Source: Xinhua

02-27-2009 10:27

Special Report:   Tech Max

BEIJING, Feb. 26 (Xinhuanet) -- Antarctica glaciers are melting faster than before and across a much wider area, thereby threatening to raise sea levels worldwide and forcing migration of people to low-lying areas, according to scientists.

Glaciers melting so fast some could disappear by middle of the century 
Glaciers melting so fast some could disappear by middle of
the century(File photo)

Earlier, scientists believed the melting was confined to the Antarctic Peninsula, a narrow tongue of land pointing toward South America. But satellite data and automated weather stations now indicate it is more widespread.

Scientists from British Antarctic Survey (BAS), Durham University and Germany's Alfred Wegener Institute for Polar and Marine Research (AWI) collected boulders deposited by three glaciers in the Amundsen Sea Embayment -- a region currently the focus of intense international scientific attention as it is changing faster than anywhere else on the West Antarctic Ice Sheet's (WAIS) and it has the potential to raise sea-level by around 1.5 meters.

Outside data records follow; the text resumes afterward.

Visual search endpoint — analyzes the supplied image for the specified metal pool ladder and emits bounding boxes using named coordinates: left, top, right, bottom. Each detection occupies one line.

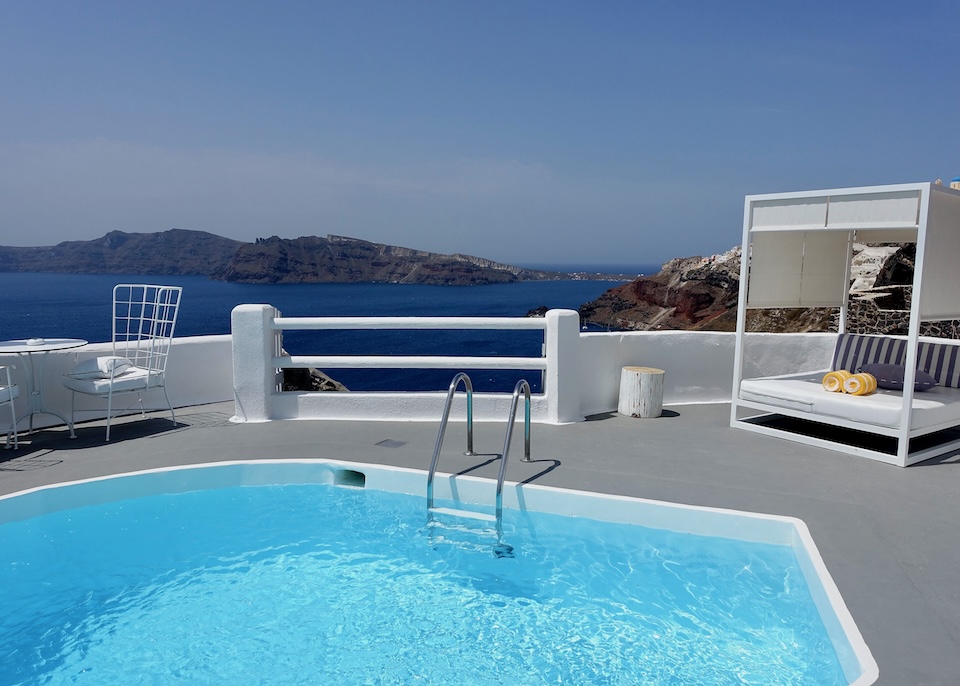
left=427, top=372, right=531, bottom=532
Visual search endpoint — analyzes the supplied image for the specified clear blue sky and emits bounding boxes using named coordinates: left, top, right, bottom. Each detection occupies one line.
left=0, top=0, right=960, bottom=264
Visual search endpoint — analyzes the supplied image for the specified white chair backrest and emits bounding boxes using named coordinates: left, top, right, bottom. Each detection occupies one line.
left=113, top=283, right=183, bottom=374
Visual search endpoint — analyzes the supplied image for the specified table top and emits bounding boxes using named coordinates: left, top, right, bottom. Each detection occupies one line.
left=0, top=338, right=87, bottom=355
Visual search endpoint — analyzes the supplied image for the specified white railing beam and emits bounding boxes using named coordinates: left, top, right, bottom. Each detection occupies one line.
left=272, top=317, right=547, bottom=331
left=272, top=355, right=547, bottom=370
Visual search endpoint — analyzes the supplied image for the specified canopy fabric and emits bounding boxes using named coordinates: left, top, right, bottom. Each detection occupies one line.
left=743, top=183, right=960, bottom=320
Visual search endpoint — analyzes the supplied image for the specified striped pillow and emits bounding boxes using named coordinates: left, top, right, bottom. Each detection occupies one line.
left=917, top=341, right=960, bottom=388
left=832, top=333, right=960, bottom=388
left=833, top=333, right=907, bottom=374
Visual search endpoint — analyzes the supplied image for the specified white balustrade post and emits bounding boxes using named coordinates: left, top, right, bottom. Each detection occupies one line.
left=230, top=305, right=279, bottom=422
left=543, top=310, right=583, bottom=424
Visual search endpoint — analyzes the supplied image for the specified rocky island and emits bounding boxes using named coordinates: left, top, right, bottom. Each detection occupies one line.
left=0, top=229, right=632, bottom=286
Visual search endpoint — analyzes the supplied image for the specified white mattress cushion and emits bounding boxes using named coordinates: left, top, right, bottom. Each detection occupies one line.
left=63, top=367, right=163, bottom=395
left=740, top=370, right=960, bottom=429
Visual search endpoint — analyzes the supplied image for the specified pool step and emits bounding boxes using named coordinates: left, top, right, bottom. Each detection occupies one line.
left=429, top=507, right=497, bottom=522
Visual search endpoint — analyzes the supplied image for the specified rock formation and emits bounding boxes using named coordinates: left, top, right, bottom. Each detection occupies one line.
left=580, top=244, right=960, bottom=338
left=580, top=248, right=740, bottom=331
left=211, top=236, right=563, bottom=286
left=0, top=229, right=243, bottom=274
left=0, top=229, right=592, bottom=286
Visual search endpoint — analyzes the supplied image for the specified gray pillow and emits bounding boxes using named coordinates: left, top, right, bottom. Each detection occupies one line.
left=858, top=364, right=937, bottom=391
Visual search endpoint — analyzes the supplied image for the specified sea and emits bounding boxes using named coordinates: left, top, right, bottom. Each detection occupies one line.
left=0, top=265, right=659, bottom=392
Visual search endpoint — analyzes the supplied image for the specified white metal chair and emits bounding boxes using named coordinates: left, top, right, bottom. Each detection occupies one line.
left=63, top=284, right=183, bottom=441
left=0, top=365, right=20, bottom=448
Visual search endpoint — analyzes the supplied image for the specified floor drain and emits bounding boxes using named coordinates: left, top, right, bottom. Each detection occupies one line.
left=377, top=438, right=407, bottom=448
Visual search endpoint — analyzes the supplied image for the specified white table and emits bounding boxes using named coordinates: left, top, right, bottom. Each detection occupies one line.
left=0, top=338, right=87, bottom=438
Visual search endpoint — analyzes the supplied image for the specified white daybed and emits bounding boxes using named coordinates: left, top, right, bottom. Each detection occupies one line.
left=730, top=183, right=960, bottom=467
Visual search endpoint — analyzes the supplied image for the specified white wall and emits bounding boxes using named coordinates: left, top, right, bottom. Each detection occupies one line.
left=580, top=331, right=836, bottom=415
left=0, top=331, right=836, bottom=430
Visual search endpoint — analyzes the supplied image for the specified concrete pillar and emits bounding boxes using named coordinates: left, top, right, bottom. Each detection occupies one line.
left=230, top=305, right=280, bottom=422
left=543, top=310, right=583, bottom=424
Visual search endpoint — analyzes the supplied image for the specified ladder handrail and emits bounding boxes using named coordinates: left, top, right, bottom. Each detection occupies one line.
left=496, top=379, right=530, bottom=520
left=427, top=372, right=474, bottom=510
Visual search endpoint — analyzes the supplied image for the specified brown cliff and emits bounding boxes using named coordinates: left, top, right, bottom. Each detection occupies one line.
left=580, top=244, right=944, bottom=338
left=580, top=248, right=740, bottom=331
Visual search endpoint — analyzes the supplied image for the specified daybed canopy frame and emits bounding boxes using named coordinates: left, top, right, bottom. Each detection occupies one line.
left=731, top=183, right=960, bottom=466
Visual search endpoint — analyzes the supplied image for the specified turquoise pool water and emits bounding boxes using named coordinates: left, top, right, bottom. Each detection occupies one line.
left=0, top=470, right=848, bottom=686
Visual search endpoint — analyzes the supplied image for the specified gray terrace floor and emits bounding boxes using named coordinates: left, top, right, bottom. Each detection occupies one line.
left=0, top=403, right=960, bottom=686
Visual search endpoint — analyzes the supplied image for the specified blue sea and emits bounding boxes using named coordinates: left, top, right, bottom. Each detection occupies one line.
left=0, top=272, right=659, bottom=392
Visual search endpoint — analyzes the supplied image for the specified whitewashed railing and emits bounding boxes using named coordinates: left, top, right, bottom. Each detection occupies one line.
left=231, top=305, right=583, bottom=424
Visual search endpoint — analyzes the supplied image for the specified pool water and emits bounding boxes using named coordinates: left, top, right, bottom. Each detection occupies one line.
left=0, top=485, right=848, bottom=686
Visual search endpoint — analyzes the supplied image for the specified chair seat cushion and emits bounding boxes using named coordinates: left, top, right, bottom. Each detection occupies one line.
left=63, top=367, right=163, bottom=395
left=67, top=355, right=133, bottom=379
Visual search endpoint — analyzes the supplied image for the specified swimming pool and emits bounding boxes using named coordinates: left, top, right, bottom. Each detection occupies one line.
left=0, top=461, right=876, bottom=684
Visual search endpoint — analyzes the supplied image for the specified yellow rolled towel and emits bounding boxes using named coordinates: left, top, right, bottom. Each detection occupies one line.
left=823, top=369, right=853, bottom=393
left=843, top=372, right=877, bottom=395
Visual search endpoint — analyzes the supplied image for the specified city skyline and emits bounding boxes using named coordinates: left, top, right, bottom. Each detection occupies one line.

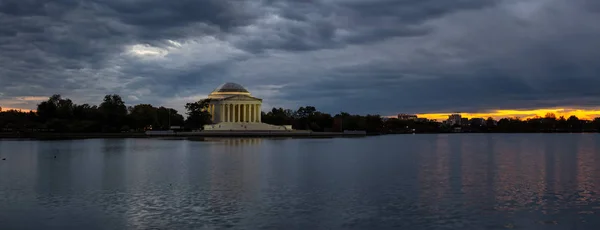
left=0, top=0, right=600, bottom=119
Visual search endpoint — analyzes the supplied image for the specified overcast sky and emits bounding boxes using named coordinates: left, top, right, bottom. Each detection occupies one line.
left=0, top=0, right=600, bottom=115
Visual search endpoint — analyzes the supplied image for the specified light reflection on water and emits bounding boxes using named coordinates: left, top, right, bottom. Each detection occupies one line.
left=0, top=134, right=600, bottom=229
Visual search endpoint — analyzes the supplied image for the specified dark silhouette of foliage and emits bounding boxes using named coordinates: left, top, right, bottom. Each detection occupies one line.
left=185, top=99, right=211, bottom=130
left=0, top=94, right=600, bottom=134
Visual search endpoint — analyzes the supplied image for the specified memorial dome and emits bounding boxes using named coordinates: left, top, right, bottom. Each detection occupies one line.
left=209, top=82, right=250, bottom=96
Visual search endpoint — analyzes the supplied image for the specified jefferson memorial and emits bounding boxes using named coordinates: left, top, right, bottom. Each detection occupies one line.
left=204, top=82, right=291, bottom=131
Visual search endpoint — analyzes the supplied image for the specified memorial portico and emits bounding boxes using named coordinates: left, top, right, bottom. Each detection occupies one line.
left=204, top=83, right=287, bottom=130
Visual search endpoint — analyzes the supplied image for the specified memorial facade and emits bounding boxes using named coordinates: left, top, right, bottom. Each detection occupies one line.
left=204, top=82, right=291, bottom=130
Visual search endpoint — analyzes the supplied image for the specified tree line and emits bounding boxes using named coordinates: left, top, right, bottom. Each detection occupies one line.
left=0, top=94, right=207, bottom=133
left=0, top=94, right=600, bottom=134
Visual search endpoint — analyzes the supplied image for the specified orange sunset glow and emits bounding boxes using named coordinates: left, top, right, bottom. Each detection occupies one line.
left=417, top=108, right=600, bottom=121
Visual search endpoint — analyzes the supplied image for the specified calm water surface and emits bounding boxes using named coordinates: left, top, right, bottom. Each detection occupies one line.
left=0, top=134, right=600, bottom=230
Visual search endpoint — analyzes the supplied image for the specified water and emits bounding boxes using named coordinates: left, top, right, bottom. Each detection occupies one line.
left=0, top=134, right=600, bottom=230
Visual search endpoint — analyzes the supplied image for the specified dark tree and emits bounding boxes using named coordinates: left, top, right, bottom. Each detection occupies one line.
left=185, top=99, right=211, bottom=130
left=98, top=94, right=127, bottom=132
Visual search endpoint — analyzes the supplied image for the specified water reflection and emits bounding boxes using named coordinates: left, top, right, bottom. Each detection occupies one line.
left=0, top=134, right=600, bottom=229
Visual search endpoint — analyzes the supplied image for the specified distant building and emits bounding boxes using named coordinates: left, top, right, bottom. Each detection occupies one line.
left=470, top=117, right=486, bottom=126
left=398, top=113, right=417, bottom=121
left=460, top=117, right=470, bottom=125
left=446, top=113, right=462, bottom=125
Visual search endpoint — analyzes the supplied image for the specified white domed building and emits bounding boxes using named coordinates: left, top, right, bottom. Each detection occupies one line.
left=204, top=82, right=291, bottom=131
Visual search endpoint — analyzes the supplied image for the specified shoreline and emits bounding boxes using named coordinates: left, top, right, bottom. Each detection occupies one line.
left=0, top=131, right=599, bottom=140
left=0, top=131, right=369, bottom=140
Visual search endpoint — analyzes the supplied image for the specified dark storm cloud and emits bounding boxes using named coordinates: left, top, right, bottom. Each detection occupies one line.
left=0, top=0, right=259, bottom=105
left=0, top=0, right=600, bottom=114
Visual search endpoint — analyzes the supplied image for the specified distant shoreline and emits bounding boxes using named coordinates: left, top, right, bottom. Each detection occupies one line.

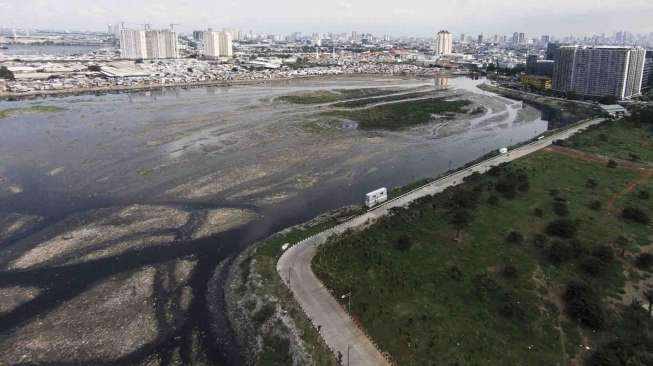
left=0, top=74, right=450, bottom=101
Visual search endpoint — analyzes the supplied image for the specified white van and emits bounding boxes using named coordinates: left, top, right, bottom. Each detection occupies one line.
left=365, top=188, right=388, bottom=208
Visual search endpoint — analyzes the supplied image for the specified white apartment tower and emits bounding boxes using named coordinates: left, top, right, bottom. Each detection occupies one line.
left=553, top=46, right=646, bottom=99
left=435, top=30, right=453, bottom=55
left=202, top=31, right=233, bottom=58
left=120, top=29, right=147, bottom=60
left=120, top=29, right=179, bottom=60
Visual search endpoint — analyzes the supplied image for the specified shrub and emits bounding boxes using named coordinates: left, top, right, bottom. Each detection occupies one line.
left=546, top=219, right=578, bottom=239
left=585, top=178, right=598, bottom=189
left=635, top=253, right=653, bottom=271
left=564, top=281, right=605, bottom=330
left=487, top=194, right=499, bottom=206
left=590, top=201, right=603, bottom=211
left=546, top=241, right=574, bottom=264
left=592, top=245, right=614, bottom=263
left=580, top=257, right=608, bottom=277
left=395, top=234, right=413, bottom=252
left=506, top=231, right=524, bottom=244
left=621, top=207, right=651, bottom=224
left=533, top=234, right=549, bottom=248
left=501, top=264, right=519, bottom=278
left=553, top=201, right=569, bottom=217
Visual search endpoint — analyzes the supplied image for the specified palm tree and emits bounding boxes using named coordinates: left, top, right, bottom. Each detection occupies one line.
left=644, top=288, right=653, bottom=316
left=449, top=209, right=472, bottom=240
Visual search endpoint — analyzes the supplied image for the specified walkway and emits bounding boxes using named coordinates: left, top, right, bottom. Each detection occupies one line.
left=277, top=119, right=603, bottom=366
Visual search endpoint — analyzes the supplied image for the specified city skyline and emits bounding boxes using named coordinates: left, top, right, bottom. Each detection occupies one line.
left=0, top=0, right=653, bottom=37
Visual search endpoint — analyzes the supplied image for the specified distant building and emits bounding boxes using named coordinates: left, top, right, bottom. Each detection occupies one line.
left=435, top=30, right=453, bottom=55
left=642, top=51, right=653, bottom=92
left=202, top=31, right=233, bottom=58
left=553, top=46, right=646, bottom=99
left=546, top=43, right=560, bottom=61
left=521, top=75, right=552, bottom=90
left=120, top=29, right=179, bottom=60
left=145, top=29, right=179, bottom=59
left=526, top=55, right=555, bottom=77
left=120, top=29, right=147, bottom=60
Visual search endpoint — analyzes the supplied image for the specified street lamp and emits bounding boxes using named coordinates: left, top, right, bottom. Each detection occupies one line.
left=340, top=291, right=351, bottom=316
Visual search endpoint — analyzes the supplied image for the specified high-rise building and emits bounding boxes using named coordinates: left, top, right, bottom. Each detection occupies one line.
left=120, top=29, right=147, bottom=60
left=642, top=51, right=653, bottom=92
left=145, top=29, right=179, bottom=59
left=435, top=30, right=453, bottom=55
left=553, top=46, right=646, bottom=99
left=202, top=30, right=233, bottom=58
left=120, top=29, right=179, bottom=60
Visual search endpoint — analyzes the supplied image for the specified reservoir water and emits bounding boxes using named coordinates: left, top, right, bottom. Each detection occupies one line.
left=0, top=77, right=549, bottom=364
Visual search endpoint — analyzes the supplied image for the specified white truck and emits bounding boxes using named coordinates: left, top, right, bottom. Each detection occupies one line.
left=365, top=188, right=388, bottom=208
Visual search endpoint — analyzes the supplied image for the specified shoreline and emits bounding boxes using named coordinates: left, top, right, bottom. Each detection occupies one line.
left=0, top=73, right=450, bottom=101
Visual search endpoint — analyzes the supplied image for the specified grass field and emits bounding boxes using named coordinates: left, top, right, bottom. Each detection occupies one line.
left=333, top=90, right=444, bottom=108
left=232, top=208, right=360, bottom=366
left=566, top=121, right=653, bottom=163
left=0, top=105, right=65, bottom=118
left=313, top=142, right=653, bottom=365
left=322, top=98, right=470, bottom=130
left=278, top=88, right=399, bottom=104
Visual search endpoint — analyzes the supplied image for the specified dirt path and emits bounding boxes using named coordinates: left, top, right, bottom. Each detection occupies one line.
left=544, top=145, right=653, bottom=211
left=607, top=170, right=653, bottom=211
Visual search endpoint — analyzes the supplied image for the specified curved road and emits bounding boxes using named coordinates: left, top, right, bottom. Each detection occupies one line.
left=277, top=119, right=603, bottom=366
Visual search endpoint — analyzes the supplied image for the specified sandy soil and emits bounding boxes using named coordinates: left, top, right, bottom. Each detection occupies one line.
left=0, top=260, right=195, bottom=364
left=3, top=205, right=256, bottom=270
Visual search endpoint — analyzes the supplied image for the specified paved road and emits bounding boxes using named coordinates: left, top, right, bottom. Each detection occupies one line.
left=277, top=119, right=603, bottom=366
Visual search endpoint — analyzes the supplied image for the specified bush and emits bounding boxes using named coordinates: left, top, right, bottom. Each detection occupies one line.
left=621, top=207, right=651, bottom=224
left=585, top=178, right=598, bottom=189
left=487, top=194, right=499, bottom=206
left=546, top=219, right=578, bottom=239
left=395, top=234, right=413, bottom=252
left=506, top=231, right=524, bottom=244
left=635, top=253, right=653, bottom=271
left=592, top=245, right=614, bottom=263
left=553, top=201, right=569, bottom=217
left=564, top=281, right=605, bottom=330
left=546, top=241, right=574, bottom=264
left=533, top=234, right=549, bottom=248
left=580, top=257, right=608, bottom=277
left=501, top=264, right=519, bottom=278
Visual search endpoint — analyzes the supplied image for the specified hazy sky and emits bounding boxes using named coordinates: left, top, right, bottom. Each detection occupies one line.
left=0, top=0, right=653, bottom=36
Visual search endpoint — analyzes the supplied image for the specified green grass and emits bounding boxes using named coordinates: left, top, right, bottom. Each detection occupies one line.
left=333, top=90, right=434, bottom=108
left=0, top=105, right=66, bottom=119
left=277, top=88, right=397, bottom=104
left=566, top=121, right=653, bottom=163
left=323, top=98, right=470, bottom=130
left=313, top=152, right=653, bottom=365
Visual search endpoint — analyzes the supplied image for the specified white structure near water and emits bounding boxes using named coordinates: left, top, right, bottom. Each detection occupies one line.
left=365, top=188, right=388, bottom=207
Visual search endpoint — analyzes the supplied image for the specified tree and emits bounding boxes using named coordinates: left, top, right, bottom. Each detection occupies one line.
left=0, top=66, right=16, bottom=81
left=564, top=281, right=605, bottom=330
left=396, top=234, right=413, bottom=252
left=449, top=209, right=472, bottom=240
left=546, top=219, right=578, bottom=239
left=621, top=207, right=651, bottom=224
left=644, top=288, right=653, bottom=317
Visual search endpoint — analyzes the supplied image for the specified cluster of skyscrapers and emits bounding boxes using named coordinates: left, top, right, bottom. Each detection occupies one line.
left=553, top=46, right=650, bottom=99
left=120, top=29, right=179, bottom=60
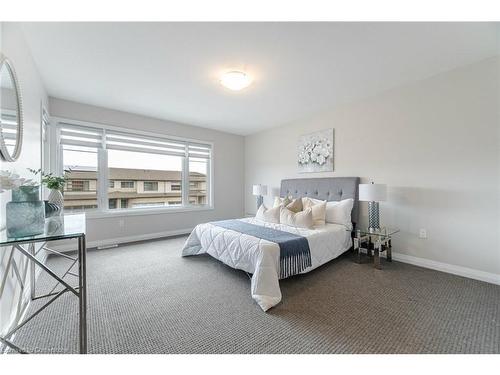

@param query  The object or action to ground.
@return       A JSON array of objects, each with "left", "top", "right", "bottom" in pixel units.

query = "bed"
[{"left": 182, "top": 177, "right": 359, "bottom": 311}]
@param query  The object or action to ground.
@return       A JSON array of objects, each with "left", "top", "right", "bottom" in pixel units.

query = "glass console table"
[
  {"left": 353, "top": 228, "right": 399, "bottom": 269},
  {"left": 0, "top": 214, "right": 87, "bottom": 354}
]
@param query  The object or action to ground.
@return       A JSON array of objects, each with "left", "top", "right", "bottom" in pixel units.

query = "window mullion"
[
  {"left": 181, "top": 144, "right": 189, "bottom": 206},
  {"left": 97, "top": 130, "right": 109, "bottom": 211}
]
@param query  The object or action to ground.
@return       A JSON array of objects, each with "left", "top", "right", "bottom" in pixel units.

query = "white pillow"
[
  {"left": 326, "top": 198, "right": 354, "bottom": 229},
  {"left": 280, "top": 207, "right": 314, "bottom": 228},
  {"left": 308, "top": 198, "right": 354, "bottom": 229},
  {"left": 255, "top": 204, "right": 281, "bottom": 224},
  {"left": 302, "top": 197, "right": 326, "bottom": 225}
]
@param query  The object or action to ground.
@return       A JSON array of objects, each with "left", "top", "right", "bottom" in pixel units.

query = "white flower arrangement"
[
  {"left": 298, "top": 138, "right": 331, "bottom": 165},
  {"left": 0, "top": 171, "right": 38, "bottom": 193}
]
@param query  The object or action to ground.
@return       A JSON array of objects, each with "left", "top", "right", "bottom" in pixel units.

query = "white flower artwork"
[{"left": 297, "top": 129, "right": 333, "bottom": 173}]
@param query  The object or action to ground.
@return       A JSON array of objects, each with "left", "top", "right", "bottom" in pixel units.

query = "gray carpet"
[{"left": 7, "top": 237, "right": 500, "bottom": 353}]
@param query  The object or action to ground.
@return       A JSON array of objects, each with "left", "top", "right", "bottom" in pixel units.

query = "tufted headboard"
[{"left": 280, "top": 177, "right": 359, "bottom": 228}]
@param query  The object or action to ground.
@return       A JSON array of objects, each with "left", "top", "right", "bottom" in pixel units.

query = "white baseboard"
[
  {"left": 51, "top": 228, "right": 193, "bottom": 252},
  {"left": 392, "top": 253, "right": 500, "bottom": 285},
  {"left": 47, "top": 228, "right": 500, "bottom": 285}
]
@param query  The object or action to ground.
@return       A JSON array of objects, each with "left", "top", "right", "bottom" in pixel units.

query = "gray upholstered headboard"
[{"left": 280, "top": 177, "right": 359, "bottom": 228}]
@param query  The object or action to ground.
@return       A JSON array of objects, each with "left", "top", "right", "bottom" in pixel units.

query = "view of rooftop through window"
[{"left": 63, "top": 138, "right": 209, "bottom": 210}]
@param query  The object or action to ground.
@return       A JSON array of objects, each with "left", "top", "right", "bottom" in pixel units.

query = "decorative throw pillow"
[
  {"left": 302, "top": 198, "right": 326, "bottom": 225},
  {"left": 284, "top": 198, "right": 304, "bottom": 212},
  {"left": 280, "top": 207, "right": 314, "bottom": 228},
  {"left": 326, "top": 198, "right": 354, "bottom": 229},
  {"left": 255, "top": 204, "right": 281, "bottom": 224},
  {"left": 273, "top": 197, "right": 291, "bottom": 208}
]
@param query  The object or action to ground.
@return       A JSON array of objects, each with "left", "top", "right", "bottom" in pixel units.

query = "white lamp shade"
[
  {"left": 359, "top": 184, "right": 387, "bottom": 202},
  {"left": 271, "top": 188, "right": 280, "bottom": 198},
  {"left": 252, "top": 184, "right": 267, "bottom": 195}
]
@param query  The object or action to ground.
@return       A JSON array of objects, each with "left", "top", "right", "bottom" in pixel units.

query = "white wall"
[
  {"left": 0, "top": 22, "right": 48, "bottom": 333},
  {"left": 50, "top": 98, "right": 244, "bottom": 245},
  {"left": 245, "top": 58, "right": 500, "bottom": 281}
]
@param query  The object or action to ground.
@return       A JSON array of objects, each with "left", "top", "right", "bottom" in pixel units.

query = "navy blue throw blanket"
[{"left": 211, "top": 220, "right": 311, "bottom": 279}]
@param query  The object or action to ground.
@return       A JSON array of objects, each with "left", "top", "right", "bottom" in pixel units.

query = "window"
[
  {"left": 109, "top": 199, "right": 116, "bottom": 210},
  {"left": 55, "top": 123, "right": 212, "bottom": 210},
  {"left": 120, "top": 181, "right": 134, "bottom": 189},
  {"left": 66, "top": 180, "right": 90, "bottom": 191},
  {"left": 144, "top": 181, "right": 159, "bottom": 191},
  {"left": 62, "top": 145, "right": 98, "bottom": 211},
  {"left": 189, "top": 158, "right": 209, "bottom": 206}
]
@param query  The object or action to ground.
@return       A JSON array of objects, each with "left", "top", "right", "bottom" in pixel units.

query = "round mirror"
[{"left": 0, "top": 54, "right": 23, "bottom": 161}]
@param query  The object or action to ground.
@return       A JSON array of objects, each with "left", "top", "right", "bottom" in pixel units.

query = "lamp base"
[
  {"left": 368, "top": 202, "right": 380, "bottom": 232},
  {"left": 257, "top": 195, "right": 264, "bottom": 210}
]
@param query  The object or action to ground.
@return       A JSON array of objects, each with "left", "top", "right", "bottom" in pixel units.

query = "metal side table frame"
[
  {"left": 0, "top": 215, "right": 87, "bottom": 354},
  {"left": 353, "top": 228, "right": 399, "bottom": 270}
]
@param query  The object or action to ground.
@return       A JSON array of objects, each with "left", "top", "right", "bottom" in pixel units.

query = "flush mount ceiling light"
[{"left": 220, "top": 70, "right": 252, "bottom": 91}]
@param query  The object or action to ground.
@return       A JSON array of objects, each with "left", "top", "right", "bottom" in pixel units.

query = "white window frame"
[{"left": 50, "top": 116, "right": 215, "bottom": 218}]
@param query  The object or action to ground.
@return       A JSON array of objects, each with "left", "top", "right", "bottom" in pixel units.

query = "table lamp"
[
  {"left": 359, "top": 182, "right": 387, "bottom": 232},
  {"left": 252, "top": 184, "right": 267, "bottom": 210}
]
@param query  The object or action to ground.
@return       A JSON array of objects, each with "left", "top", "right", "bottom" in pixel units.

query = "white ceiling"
[{"left": 24, "top": 22, "right": 497, "bottom": 135}]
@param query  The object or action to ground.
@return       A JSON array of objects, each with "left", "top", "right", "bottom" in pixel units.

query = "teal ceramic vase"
[{"left": 6, "top": 186, "right": 45, "bottom": 238}]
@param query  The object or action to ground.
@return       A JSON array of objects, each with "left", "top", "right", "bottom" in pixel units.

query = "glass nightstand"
[
  {"left": 0, "top": 214, "right": 87, "bottom": 353},
  {"left": 353, "top": 227, "right": 399, "bottom": 269}
]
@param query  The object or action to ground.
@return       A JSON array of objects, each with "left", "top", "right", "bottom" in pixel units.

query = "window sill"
[{"left": 67, "top": 206, "right": 214, "bottom": 219}]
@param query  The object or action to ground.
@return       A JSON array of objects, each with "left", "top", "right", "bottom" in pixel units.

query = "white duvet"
[{"left": 182, "top": 218, "right": 352, "bottom": 311}]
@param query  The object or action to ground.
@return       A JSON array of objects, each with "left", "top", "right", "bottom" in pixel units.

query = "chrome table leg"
[{"left": 78, "top": 236, "right": 87, "bottom": 354}]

Analysis of the boulders has enabled the scientists to start constructing a long-term picture of glacier behavior in the region. By the end of the century, the accelerated melting could cause sea levels to climb by 3 to 5 feet (about 0.91 to 1.52 meters)— levels substantially higher than predicted by a major scientific group two years ago.

Scientists also said the ice shelves that hold the glaciers back from the sea are also weakening.

In Washington, as part of an overall update on global warming, top researchers Wednesday sounded a similar warning to the U.S. Senate about rising temperatures in the Antarctic.

The head of the Intergovernmental Panel on Climate Change, a group set up by the United Nations, told lawmakers on the Environment and Public Works Committee that Earth has about six more years at current rates of carbon dioxide pollution before it is locked into a future of severe global warming.